Knowledge management is by now well established and widely adopted, and documented in a vast body of literature. The IAEA defines Knowledge Management as coordinated, integrated, systemic practices and activities which enable and promote effective knowledge processes and ensure adequate knowledge assets as needed to achieve organizational goals. The KM model adopted contains three primary elements: people, processes and technology and the surrounding and proper organization culture. Note: Although KM is typically understood in an organizational context as integrated into management system. It can also be applied in several contexts such as e.g. personal, national.


Knowledge Management emerged as a scientific discipline in the earlier 1990s. Since then, a vast body of literature with fundamental textbooks as well as a large number of Internet links covering a broad range of thoughts on the KM discipline including manifold practical experiences have been established. An overview on many relevant aspects of general (not organization or domain specific) Knowledge Management may be found in Wikipedia.

A number of knowledge management models have been developed and deployed in the development of a knowledge management system. There are two knowledge management reference models used by the IAEA to explain the concept of knowledge management . The first Fraunhofer Reference Model for Knowledge Management helps to understand in a simple manner how knowledge management supports organizational business processes. The second model demonstrates the 3 sides of knowledge management which should be aliened among each other and organizational environment to make knowledge management effective. Knowledge management focuses on people and organizational culture to stimulate and nurture the sharing and use of knowledge; on processes or methods to find, create, capture and share knowledge; and on technology to store and make knowledge accessible and to allow people to work together without being together. People are the most important component, because managing knowledge depends upon people’s willingness to share and reuse knowledge (See Fig 1) [1].
Fig 1. Primary KM elements and organizational context

It is important to recognize knowledge in organizations exists at an individual level, at a group level, at a department level, and at an organizational level. Further, the level of abstraction and form of knowledge may range from detailed facts, to organized information, to interpretations and analysis, to conceptualizations, to theoretical models, or even wisdom. Knowledge can be considered a resource (i.e. an input), it may be embedded in work methods (i.e. part of a process) or it can be a product (i.e. an output).
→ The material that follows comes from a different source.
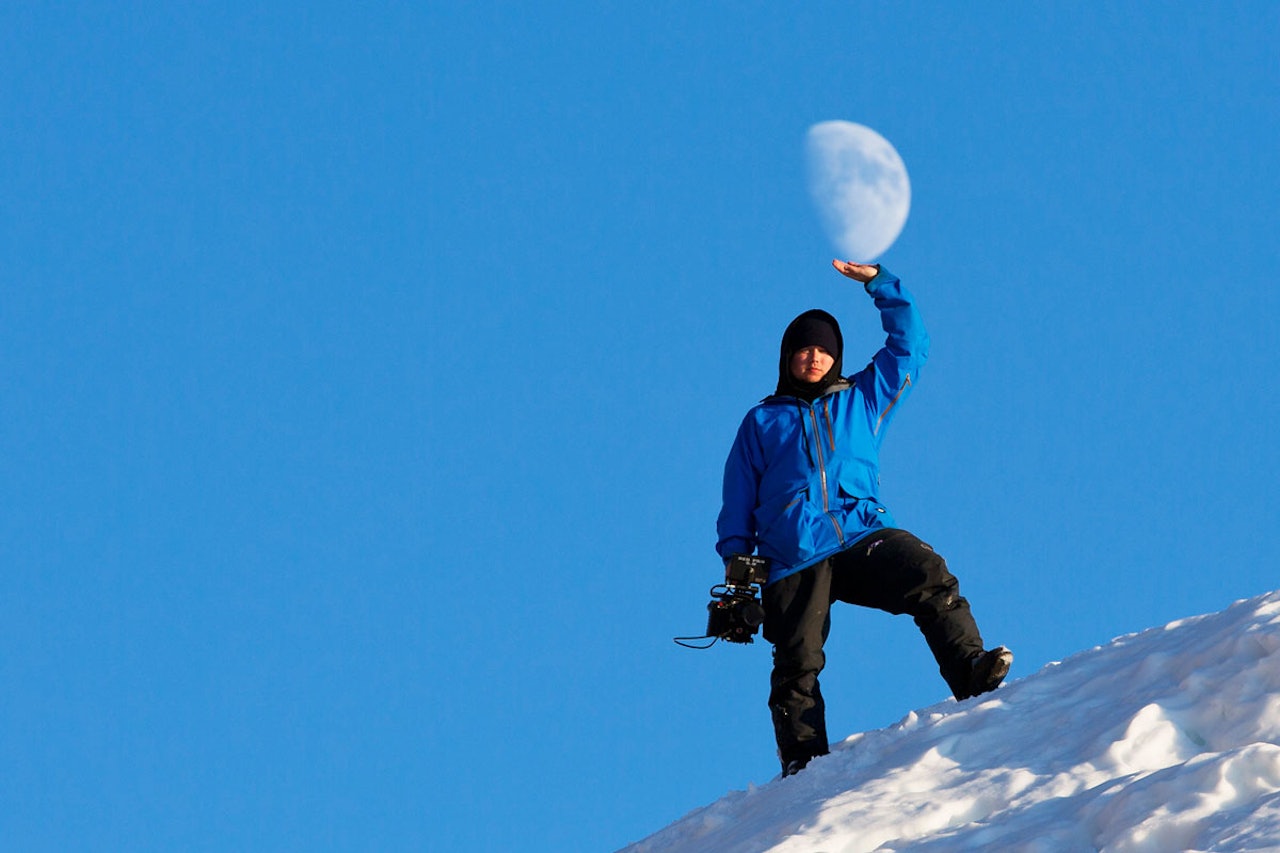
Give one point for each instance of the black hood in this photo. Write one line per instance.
(796, 338)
Knowledge may often be time dependent or contextual, and must be maintained and renewed. [2] Consequently knowledge management should be practiced on all these levels.

On organizational level every knowledge management initiative should start with the development of the own Knowledge management strategy which is aligned with the overall organizational strategy.


[1] INTERNATIONAL ATOMIC ENERGY AGENCY, Knowledge Management for Nuclear Industry Operating Organizations, IAEA-TECDOC-1510, IAEA, Vienna (2006).

[2] INTERNATIONAL ATOMIC ENERGY AGENCY, The Impact of Knowledge Management Practices on NPP Organizational Performance — Results of a Global Survey, IAEA-TECDOC-1711,IAEA, Vienna (2013).